ふいに桐島さんが近づいて来た気配がしたと思ったら、額をべしっと指ではじかれた。
「難しく考えすぎだ。お前の場合、なまじ色々出来るだけにあれこれカバーしてえんだろうけど、根が単純なんだから無理すんなよ」
褒められてるんだか、貶されてるんだかわからんな。
ヒリついた額を撫でながら、桐島さんを見る。
「お前が俺に懐いた理由、なんだっけ?」
「いつも一緒に走ってくれるからぁ……」
俺が桐島さんのことが好きな理由、と言い換えられてるソレは、あまりにも犬全開だったので皆にたびたび揶揄されてた。
それを今も持ち出されて気恥ずかしさがある。嘘じゃないけど。
「そういう単純なことでいいだろ。お前が全力で走れば、結果はおのずとついてくる。後輩の育成なんて、別にどの立場でも出来るしな」
「……それは、そうですね」
「だからお前の相棒は、一緒に走れるやつを自分で選べよ。白鳥でも萩原でも。───俺でもいいしな」
「え」
「お前にその気があんなら、特殊犯に異動願を出せ。去年の誘拐事件での実績もあるし、その鼻は追跡に有利だ。上は確実にお前をこっちに入れるだろう───そしたら何が何でもお前を俺のモンにしてやるよ」
ね、熱烈ぅ~……。
かつては俺をしれっと置いて行ったくせに、今そんなこと言うなんてずるいじゃないか。
「もしかして、今日は俺のこと口説きにきたんですか?」
用はないっていうのは、嘘だったんじゃないか。
小松原さんと柳さんはどうだか知らないけど、桐島さんはきっとこの話をしようと思ってたに違いない。
俺の問いかけに否定がないので、肯定の意ととった。
「なんで、今……」
「───今年も何もなかったが、来年もまた爆弾事件を追うつもりなら、そっちよりウチにいた方が良いだろ。二年前にそうしなかったのは、どうせ二人もいっぺんに異動出来るわけねえからだよ」
言ってることは理にかなっているだろう。俺は少し考えるように俯いた。
桐島さんは警視庁に来て初めての相棒で、嗅覚のことは最初全然信じてくれなかったけど、なんだかんだ一緒に走ってくれるところが大好きだった。
でも、俺が心から望むとしたら、やっぱり。
背の高い後ろ姿、あの声、あの匂い───ここにいなくても、すぐ近くにいるみたいに思い出せる。
「俺、萩原が良い───だから、桐島さんとこはいけない」
桐島さんはほんの一瞬だけ目を見開いたけど、すぐにくしゃっとした顔で笑った。
「こうもきっぱりフられちゃ、仕方ねえな」
「うへぇーっ」
俺の鼻をぎゅうっと摘まんで振り回してから離す。
仕方ねえって口で許してるけど、これは暴力では。まあ桐島さんなりの可愛がりは独特なので仕方がない。
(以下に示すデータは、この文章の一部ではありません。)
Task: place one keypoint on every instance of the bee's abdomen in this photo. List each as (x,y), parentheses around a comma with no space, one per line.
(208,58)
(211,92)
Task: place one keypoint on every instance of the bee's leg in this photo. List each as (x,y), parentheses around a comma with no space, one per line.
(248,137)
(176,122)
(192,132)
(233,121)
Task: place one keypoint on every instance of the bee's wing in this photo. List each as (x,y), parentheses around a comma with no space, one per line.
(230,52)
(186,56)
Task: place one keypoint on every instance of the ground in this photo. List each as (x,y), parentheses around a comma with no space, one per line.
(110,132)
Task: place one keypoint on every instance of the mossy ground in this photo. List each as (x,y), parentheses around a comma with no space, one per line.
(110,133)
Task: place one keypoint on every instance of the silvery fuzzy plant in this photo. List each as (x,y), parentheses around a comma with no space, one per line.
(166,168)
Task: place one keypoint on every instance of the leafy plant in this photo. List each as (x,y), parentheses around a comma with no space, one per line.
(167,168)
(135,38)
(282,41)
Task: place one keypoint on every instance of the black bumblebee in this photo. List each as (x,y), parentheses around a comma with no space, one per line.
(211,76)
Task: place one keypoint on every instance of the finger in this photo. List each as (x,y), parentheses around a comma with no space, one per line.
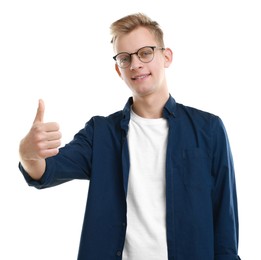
(40,112)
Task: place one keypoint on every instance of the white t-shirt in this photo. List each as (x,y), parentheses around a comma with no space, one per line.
(146,197)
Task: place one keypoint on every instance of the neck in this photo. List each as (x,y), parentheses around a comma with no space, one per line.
(150,106)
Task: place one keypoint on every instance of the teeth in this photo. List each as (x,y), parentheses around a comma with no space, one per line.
(141,77)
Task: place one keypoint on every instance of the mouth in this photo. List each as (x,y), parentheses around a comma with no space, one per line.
(140,77)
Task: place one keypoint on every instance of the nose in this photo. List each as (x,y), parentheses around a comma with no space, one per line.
(135,62)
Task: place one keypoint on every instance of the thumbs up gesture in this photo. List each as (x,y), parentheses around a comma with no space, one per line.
(43,139)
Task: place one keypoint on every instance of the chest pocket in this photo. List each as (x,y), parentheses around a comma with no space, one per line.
(196,168)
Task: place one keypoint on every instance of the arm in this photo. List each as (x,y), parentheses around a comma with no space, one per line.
(41,142)
(225,210)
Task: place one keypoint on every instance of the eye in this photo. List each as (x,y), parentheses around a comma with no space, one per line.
(145,53)
(123,58)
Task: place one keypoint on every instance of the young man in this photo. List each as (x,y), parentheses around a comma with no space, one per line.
(162,182)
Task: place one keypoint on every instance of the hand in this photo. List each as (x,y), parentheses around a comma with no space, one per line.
(43,139)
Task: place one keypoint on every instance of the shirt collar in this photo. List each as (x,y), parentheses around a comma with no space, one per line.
(168,111)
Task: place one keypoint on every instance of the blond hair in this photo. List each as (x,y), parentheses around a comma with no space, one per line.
(128,23)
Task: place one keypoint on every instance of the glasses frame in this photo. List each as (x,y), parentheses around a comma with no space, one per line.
(130,55)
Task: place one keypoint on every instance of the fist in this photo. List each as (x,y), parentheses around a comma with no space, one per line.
(43,139)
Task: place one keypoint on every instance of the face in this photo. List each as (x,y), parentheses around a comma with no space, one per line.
(143,78)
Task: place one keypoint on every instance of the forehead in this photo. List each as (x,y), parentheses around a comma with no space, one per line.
(134,40)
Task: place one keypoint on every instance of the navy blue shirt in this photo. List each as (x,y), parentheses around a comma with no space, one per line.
(202,215)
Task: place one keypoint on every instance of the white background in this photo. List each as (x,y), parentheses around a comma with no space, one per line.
(60,50)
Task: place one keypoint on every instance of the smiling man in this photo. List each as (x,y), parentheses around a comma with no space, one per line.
(162,183)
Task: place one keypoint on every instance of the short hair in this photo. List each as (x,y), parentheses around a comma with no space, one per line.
(128,23)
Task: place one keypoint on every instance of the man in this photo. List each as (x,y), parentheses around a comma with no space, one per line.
(162,182)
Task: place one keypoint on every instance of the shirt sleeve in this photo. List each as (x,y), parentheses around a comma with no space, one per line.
(225,210)
(74,161)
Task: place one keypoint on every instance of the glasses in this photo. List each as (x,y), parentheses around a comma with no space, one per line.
(145,55)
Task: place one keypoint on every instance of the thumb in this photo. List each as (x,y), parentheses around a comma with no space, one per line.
(40,112)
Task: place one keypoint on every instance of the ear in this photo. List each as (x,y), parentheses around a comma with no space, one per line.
(118,70)
(168,55)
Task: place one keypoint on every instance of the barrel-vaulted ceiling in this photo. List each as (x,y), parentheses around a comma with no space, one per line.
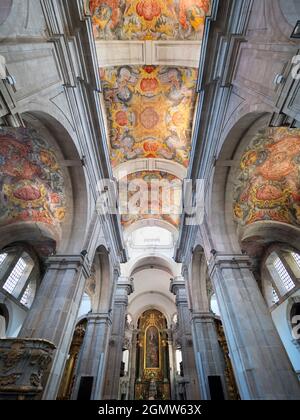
(148,53)
(149,19)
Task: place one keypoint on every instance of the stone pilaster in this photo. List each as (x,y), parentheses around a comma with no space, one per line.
(93,355)
(209,358)
(132,374)
(261,365)
(123,290)
(54,312)
(184,323)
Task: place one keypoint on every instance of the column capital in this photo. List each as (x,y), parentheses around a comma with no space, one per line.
(126,283)
(99,317)
(70,262)
(177,284)
(203,316)
(229,261)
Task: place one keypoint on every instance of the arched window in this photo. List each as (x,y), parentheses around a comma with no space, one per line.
(284,273)
(18,275)
(214,306)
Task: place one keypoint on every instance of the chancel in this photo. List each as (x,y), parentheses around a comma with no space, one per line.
(149,200)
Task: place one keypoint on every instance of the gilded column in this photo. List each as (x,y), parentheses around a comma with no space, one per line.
(184,324)
(53,315)
(123,290)
(93,355)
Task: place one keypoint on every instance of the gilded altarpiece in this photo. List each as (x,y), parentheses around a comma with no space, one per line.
(152,373)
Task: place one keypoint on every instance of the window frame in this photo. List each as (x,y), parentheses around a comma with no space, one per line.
(14,254)
(284,253)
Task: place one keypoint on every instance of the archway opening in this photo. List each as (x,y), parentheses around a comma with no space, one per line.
(152,361)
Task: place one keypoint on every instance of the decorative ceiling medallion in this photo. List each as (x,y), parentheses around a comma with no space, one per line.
(150,112)
(268,186)
(148,19)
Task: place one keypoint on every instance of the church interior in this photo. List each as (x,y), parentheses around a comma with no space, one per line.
(150,200)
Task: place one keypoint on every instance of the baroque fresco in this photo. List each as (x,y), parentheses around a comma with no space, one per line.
(148,19)
(158,194)
(150,111)
(31,181)
(268,187)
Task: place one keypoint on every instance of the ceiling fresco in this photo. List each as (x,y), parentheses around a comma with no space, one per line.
(148,19)
(150,112)
(31,182)
(158,194)
(268,187)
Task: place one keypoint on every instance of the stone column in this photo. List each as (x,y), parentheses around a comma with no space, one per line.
(123,290)
(184,322)
(261,365)
(93,355)
(54,312)
(133,367)
(209,358)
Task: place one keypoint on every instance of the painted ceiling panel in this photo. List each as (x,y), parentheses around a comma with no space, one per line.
(268,186)
(150,112)
(148,19)
(156,194)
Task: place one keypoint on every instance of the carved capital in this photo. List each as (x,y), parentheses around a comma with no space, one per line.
(24,365)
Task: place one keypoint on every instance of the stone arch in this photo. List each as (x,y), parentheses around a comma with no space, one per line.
(158,261)
(6,6)
(103,290)
(220,215)
(290,10)
(151,222)
(69,240)
(197,281)
(160,165)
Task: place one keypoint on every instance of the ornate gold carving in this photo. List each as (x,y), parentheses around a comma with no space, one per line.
(24,366)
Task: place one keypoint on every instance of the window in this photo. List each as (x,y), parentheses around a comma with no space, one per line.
(283,267)
(28,295)
(15,276)
(2,258)
(19,281)
(285,278)
(296,258)
(275,296)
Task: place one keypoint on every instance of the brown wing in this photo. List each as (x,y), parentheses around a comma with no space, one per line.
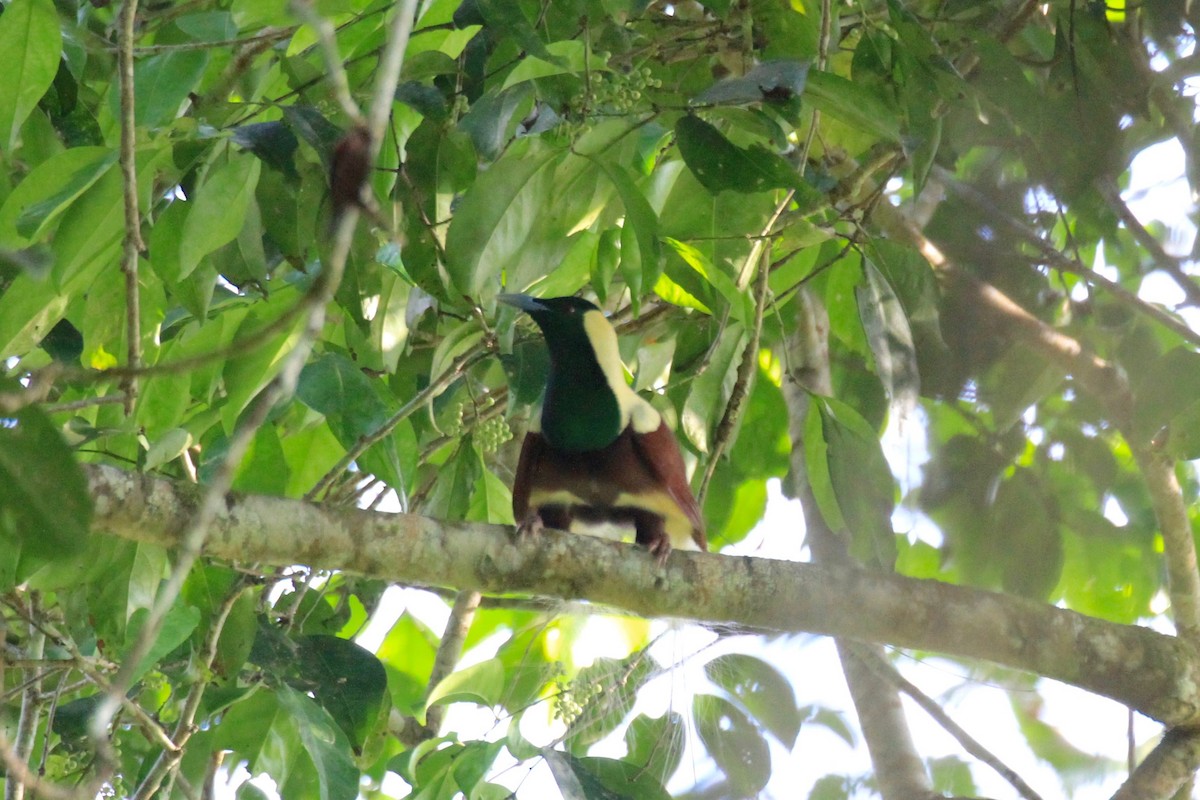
(527,465)
(660,453)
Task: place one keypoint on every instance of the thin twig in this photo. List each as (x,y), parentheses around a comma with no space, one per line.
(133,245)
(888,673)
(419,400)
(328,38)
(171,758)
(736,404)
(315,304)
(87,402)
(1056,259)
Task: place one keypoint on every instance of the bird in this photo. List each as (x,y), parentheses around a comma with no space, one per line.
(603,459)
(348,170)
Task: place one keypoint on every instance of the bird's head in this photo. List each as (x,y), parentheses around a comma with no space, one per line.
(571,326)
(587,400)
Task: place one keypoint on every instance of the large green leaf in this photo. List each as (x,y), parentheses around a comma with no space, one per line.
(323,743)
(48,191)
(336,388)
(761,690)
(481,684)
(161,85)
(347,680)
(219,211)
(493,221)
(603,779)
(851,479)
(720,164)
(31,43)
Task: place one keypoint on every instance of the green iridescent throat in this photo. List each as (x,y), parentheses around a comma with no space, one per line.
(580,410)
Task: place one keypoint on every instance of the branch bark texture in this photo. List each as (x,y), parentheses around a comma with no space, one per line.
(1156,674)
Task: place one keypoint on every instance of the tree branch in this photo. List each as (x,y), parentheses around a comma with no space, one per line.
(1155,674)
(899,770)
(1103,383)
(885,671)
(133,245)
(1168,768)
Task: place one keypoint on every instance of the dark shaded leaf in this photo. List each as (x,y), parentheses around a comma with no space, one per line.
(762,690)
(720,164)
(735,743)
(347,680)
(273,142)
(772,80)
(45,503)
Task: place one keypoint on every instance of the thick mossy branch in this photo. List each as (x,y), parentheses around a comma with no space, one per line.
(1155,674)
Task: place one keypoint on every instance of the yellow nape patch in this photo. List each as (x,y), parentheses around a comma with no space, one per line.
(634,410)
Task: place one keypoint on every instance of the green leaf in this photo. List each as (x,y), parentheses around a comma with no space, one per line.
(45,501)
(762,690)
(601,779)
(891,340)
(274,143)
(347,680)
(655,744)
(852,103)
(49,190)
(641,220)
(481,684)
(323,743)
(31,43)
(161,84)
(720,164)
(1024,524)
(36,217)
(245,376)
(570,56)
(219,211)
(851,479)
(741,304)
(177,627)
(167,446)
(771,80)
(618,683)
(492,221)
(264,470)
(335,386)
(91,230)
(735,743)
(706,402)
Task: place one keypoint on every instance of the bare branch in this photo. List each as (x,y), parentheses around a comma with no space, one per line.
(133,245)
(30,710)
(1156,674)
(885,671)
(899,770)
(1168,768)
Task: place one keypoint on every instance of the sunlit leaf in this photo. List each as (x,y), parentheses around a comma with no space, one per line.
(30,41)
(45,503)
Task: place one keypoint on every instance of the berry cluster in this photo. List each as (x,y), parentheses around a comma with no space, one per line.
(617,91)
(574,698)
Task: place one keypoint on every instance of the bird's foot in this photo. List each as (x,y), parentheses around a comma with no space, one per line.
(660,548)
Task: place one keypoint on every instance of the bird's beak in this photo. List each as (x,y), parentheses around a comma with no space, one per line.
(522,301)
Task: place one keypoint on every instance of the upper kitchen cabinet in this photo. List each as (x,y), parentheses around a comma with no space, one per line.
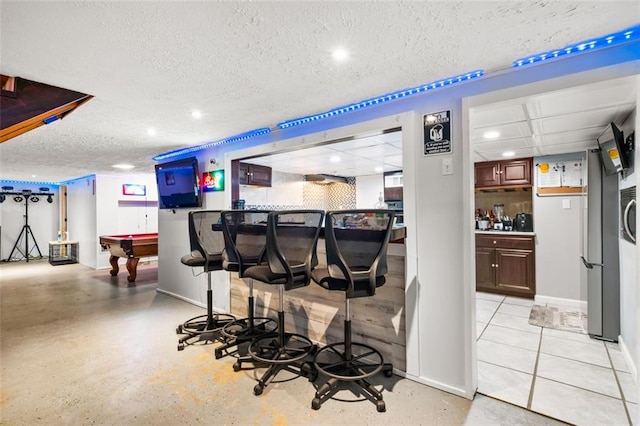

解放された後の俺は顔をブルブル振って、感覚をリセットした。
「───そういやさっきから停まってるあの車、お前の忠犬のじゃねえの」
「え? あ」
ずっとベランダで会話してたけど、桐島さんが気付いて下を指さす。
俺の忠犬といったら十中八九萩原だろう。そして桐島さんのいう通り、萩原の愛車がマンションの前に停まっていた。
覗き込もうと頭を動かしたけど、車内まではここからだとよく見えない。
俺はすかさずポケットからスマホを出して、位置情報共有アプリを開く。案の定萩原は俺の家付近に来ていることを示していたし、桐島さんは隣でそれを覗き込んで「まだそれやってんのかよ」と引いていた。
先に部屋に戻っていった桐島さんが、柳さん達に声をかけているのを聞きながら、俺は萩原に電話をかける。
コール音はほんの2回くらいしかならず、途切れた。
『、もしも』
「ダッシュで部屋に来い」
『え』
いうだけ言って電話を切って、俺も部屋に戻った。
先輩たちはあまりにもあっさり、帰る準備をしていた。ゴミまで持ち帰る行儀のよさだ。
「長居して悪かったな。あとこれ、明日の朝飯にでもして」
「ありがとうございます、助かります」
どうやら柳さんはパンをいくつか見繕っといてくれたみたいで、小さい袋を俺に渡した。実はいい匂いがするなって思っていたのだ。
「結局キリさんはワンコに振られちゃったんスか?」
「おう、俺より萩原が好きなんだと」
「言い方ァ!」
「え~っ萩原ぁ!? ワンコ、さすがにアイツは望みないと思うぞ」
「何の話してんの!」
「いやいや案外ああいう奴の方が、花森みたいなのにハマるんだよ」
「柳さんまで!」
本当は俺と桐島さんがどんな話をどんな意図でしていたかわかってるくせに、三人で俺をおちょくって遊んでる。
ここに萩原を呼んだの、間違いだったかも───。
そう思ったが時すでに遅し、俺の命令通りダッシュで来た萩原が、ドアを開けた途端、目の前に居た。
「あれ、萩原だ」
「なんだ、お前も花森のとこ来る予定だったのか」
「いやいや、忠犬ハギ公は飼い主に呼ばれるのを近くで待ってたんだよなぁ?」
ベランダにいた俺と桐島さんを、萩原が見ていたのかはわからないが、部屋から出てきた三人には驚いたみたいだ。
桐島さんに待機してたことを指摘されると、そろりと視線を外すのが分かった。
「もしかしてお前、仕事が終わったら毎日花森の家の下に来てたりする? 健気なイヌだな」
「いや、別に毎日じゃないスよ、帰れねえ日もあったし」
「それはもう毎日だろ馬鹿」
「ひえーっ、萩原ってもしかしてホントにワンぐぐぐ」
小松原さんがノンデリカシーをぶちかますのは、さすがに柳さんが抑え込んだ。
自分でこの事態を招いておいて、ハラハラしてしまったぜ。
とにかく俺は三人を見送った後、廊下でじっと立っている萩原を見る。
なんか気まずそうにしているところがイタズラをしてしまった犬みたい。
叱った方がいいのか? いやでも、別に叱る必要もないか。
「実はな、萩原」
「え、はい?」
「呼んでおいて、特に用はありませんっ」
萩原は俺の発言に、えっと声を漏らして固まった。
「このまま帰れっていうのはさすがに悪いので、……泊まってく?」
開けたままのドアに背中を預け、中に入れる幅を作って聞くと萩原は身を屈めるようにして、俺に一歩近づいて来た。
「泊まる……」といいながら。
好きな子のことが気になりすぎてストーカーしちゃうはぎぴを生み出してしまったことをここでお詫びします。笑
主人公は先輩たちに対しては「泊まられんのはヤだなあ」と思うけど、萩原のことはホイホイ泊めます。そういうとこだぞ。